A l’occasion d’une visite de deux jours à Paris les 30 et 31 août 2005, le Président de la Croix-Rouge Indonésienne, Mar’ie Muhammad, et le Président de la Croix-Rouge française, Jean-François Mattei, ont signé un accord cadre de coopération pour 5 ans. Cet accord légitime l’installation dans la durée de la CRF en Indonésie. Les deux « partenaires » s’engagent à coopérer au développement de la PMI et au renforcement de sa capacité à mettre en œuvre efficacement l’aide en faveur des victimes du tsunami.

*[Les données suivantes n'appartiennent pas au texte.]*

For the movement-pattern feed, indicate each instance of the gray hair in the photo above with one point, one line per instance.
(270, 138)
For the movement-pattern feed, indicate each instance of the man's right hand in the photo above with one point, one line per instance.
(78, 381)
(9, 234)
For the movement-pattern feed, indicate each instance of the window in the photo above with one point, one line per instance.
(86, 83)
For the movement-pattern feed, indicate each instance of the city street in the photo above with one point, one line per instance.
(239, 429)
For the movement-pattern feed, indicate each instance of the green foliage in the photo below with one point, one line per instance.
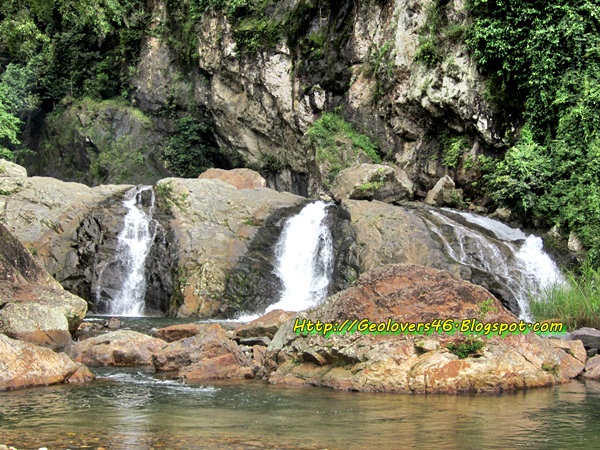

Rappelant les précédentes visites en Indonésie du Président Mattei, en janvier et février 2005, le Président de la Croix-Rouge Indonésienne a d’abord évoqué les liens d’amitié qui unissent les deux pays et les excellentes relations qu’entretiennent les Croix-Rouge indonésienne et française. Le Président Mattei, qui doit effectuer un troisième voyage en Indonésie en novembre prochain, sera invité en ami, a déclaré Mar’ie Muhammad. La CRF, qui comptabilise à ce jour une dizaine de projets validés sur le terrain, fait partie des organisations les plus actives en Indonésie. Mar’ie Muhammad a souligné le fait qu’elle était une des rares organisations humanitaires présentes à Sigli.

Bilan de la situation
L’Indonésie est actuellement en pleine phase de reconstruction. Des dizaines de milliers de maisons sont à reconstruire, autant sont à restaurer. La tâche est énorme. Le Président de la PMI estime à au moins trois ans le temps nécessaire à la reconstruction totale des zones ravagées par le tsunami (Rappelons, à titre d’exemple, que la moitié de la ville de Meulaboh a été détruite). Une durée due à plusieurs facteurs et en premier lieu à la nécessité de respecter la volonté de la population sinistrée. Les pêcheurs, par exemple, ne souhaitent pas vivre éloignés de la mer, tandis qu’une autre partie de la population, toujours traumatisée, ne veut plus, au contraire, s’installer près de la mer. Par ailleurs, se pose un problème de cadastre : les titres de propriété ont souvent été détruits par la catastrophe, certains villages entiers sont littéralement rayés de la carte, etc. Or, il est essentiel de bien attribuer les terrains. Enfin, il est très difficile de coordonner les travaux sur le terrain en raison du nombre d’employés engagés et de l’ampleur de la tâche. Tous les secteurs ont été touchés et il est impossible d’être opérationnel sur tous les fronts à la fois.

Critiques
Face aux critiques exprimées par certains medias en France, sur d’éventuelles lenteurs dans le processus de reconstruction, Mar’ie Muhammad a fait part de sa désapprobation. Compte tenu des difficultés évoquées ci-dessus, et des nombreux besoins sur le terrain, il est selon lui impossible d’avancer plus vite. Le Président met également en avant des problèmes de dysfonctionnement au niveau des autorités locales : des chefs de District et des Gouverneurs ont eux aussi subi de plein fouet la catastrophe, certains ayant disparu, d’autres ayant perdu des proches.